A distribution commonly used for this type of outcome is the multivariate extension of the binomial distribution, known as the multinomial distribution.
If you have an outcome with J unordered classes, then \pi_1, \pi_2, …, \pi_J are the probabilities of observing the J classes. Remember, \sum_J \pi_j = 1.

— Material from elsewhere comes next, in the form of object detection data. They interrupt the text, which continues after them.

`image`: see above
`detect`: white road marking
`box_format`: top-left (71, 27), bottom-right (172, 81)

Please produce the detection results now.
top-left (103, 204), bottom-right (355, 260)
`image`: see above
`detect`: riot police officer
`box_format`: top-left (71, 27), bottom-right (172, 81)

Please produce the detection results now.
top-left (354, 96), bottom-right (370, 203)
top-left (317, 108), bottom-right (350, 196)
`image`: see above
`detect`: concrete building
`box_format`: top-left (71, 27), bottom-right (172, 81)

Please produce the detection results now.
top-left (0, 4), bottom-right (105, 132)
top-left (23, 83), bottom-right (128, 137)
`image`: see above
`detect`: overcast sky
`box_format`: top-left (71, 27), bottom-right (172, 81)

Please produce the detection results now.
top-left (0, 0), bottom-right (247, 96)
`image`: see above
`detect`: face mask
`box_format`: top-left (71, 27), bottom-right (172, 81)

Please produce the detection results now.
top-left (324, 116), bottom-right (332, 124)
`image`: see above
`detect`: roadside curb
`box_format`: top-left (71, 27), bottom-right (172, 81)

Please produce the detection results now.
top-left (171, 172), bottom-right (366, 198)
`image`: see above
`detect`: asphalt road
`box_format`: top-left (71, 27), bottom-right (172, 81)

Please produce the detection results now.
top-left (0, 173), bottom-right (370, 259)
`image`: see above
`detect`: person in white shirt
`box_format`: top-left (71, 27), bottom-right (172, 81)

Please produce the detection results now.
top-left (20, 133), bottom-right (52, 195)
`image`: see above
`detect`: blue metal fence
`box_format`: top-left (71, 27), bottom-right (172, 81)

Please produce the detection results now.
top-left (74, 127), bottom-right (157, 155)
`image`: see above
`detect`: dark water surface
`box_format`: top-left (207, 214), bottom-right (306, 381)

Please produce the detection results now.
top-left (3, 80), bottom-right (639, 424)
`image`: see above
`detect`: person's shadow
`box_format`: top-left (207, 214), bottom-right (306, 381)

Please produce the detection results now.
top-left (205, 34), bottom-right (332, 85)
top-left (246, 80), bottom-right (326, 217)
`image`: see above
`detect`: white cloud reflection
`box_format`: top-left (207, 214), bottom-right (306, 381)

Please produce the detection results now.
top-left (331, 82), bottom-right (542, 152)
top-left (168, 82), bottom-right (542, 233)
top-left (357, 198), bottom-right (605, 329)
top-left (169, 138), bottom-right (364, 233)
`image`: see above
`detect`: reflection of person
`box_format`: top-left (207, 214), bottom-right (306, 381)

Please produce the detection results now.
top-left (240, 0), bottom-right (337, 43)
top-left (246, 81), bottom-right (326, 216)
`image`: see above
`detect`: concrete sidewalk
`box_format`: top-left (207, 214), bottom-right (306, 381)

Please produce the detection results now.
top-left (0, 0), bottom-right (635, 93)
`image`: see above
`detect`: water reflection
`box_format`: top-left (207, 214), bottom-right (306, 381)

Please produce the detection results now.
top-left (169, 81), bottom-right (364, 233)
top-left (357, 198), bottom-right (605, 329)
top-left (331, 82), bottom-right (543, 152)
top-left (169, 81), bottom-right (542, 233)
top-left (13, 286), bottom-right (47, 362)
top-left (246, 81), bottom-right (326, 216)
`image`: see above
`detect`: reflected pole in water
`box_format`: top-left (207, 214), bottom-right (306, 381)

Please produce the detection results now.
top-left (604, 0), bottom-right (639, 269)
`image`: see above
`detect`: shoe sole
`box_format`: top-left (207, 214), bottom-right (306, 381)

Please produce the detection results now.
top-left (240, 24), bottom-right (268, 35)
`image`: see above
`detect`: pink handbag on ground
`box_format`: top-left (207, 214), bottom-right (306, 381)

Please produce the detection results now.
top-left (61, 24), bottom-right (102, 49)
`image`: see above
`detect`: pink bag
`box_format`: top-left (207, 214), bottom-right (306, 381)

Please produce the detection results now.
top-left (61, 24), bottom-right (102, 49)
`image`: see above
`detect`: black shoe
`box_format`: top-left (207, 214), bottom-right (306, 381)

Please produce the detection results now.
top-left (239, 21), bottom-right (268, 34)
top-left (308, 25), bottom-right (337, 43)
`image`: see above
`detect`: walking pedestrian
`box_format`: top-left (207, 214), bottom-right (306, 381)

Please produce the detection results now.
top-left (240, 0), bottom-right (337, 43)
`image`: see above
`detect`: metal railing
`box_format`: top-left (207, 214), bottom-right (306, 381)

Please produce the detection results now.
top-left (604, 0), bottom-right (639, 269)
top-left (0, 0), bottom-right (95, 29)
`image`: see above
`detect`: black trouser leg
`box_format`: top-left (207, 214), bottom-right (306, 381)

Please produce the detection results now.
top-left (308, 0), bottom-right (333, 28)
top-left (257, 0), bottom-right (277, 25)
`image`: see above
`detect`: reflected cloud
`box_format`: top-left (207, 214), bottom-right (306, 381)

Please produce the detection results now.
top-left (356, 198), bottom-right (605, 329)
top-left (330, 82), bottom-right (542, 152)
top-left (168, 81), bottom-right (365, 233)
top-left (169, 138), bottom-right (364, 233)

If we observe y_1 outcomes in the first category and y_2 outcomes in the second and so on, the let:
\mathbf{y}=\begin{bmatrix} y_1\\ y_2\\ \vdots \\ y_4 \end{bmatrix}, with \sum_{j=1}^Jy_i = n
In this case y follows the multinomial distribution:
f(y|n)=\frac{n!}{y_1!y_2!\cdots y_j!} \pi_1^{y1}\pi_2^{y2}\cdots\pi_J^{yJ}
When constructing a regression model for such a distrubution, we choose one level of the outcome as the reference level and compare the probabilty of chooseing other options to it. For example, if we modeled the probability of choosing option j to option 1 (as the reference level), the we would have the logistic regression model:
logit(\pi_{j}) =log \left ( \frac{\pi_j}{\pi_1} \right)=x'_j\beta_j
This makes J-1 equations, again with the reference category estimated by the complementary rule. We then have a total of J-1 regression equations to interpret, where we compare the odds of being in each of the other j-1 categories to the reference category. If we want to estimate the probability of being in each particular class of the outcome, for a response with a given set of x values, we can solve the equation for \pi_j as:
\pi_j = \frac{exp(x'_j\beta_j)}{1+\sum_{j=2}^J exp(x'_j\beta_j)}
This is a much more complicated model than the proportional odds model, and we will have many more effects to interpret, owing to the J-1 separate equations we are estimating.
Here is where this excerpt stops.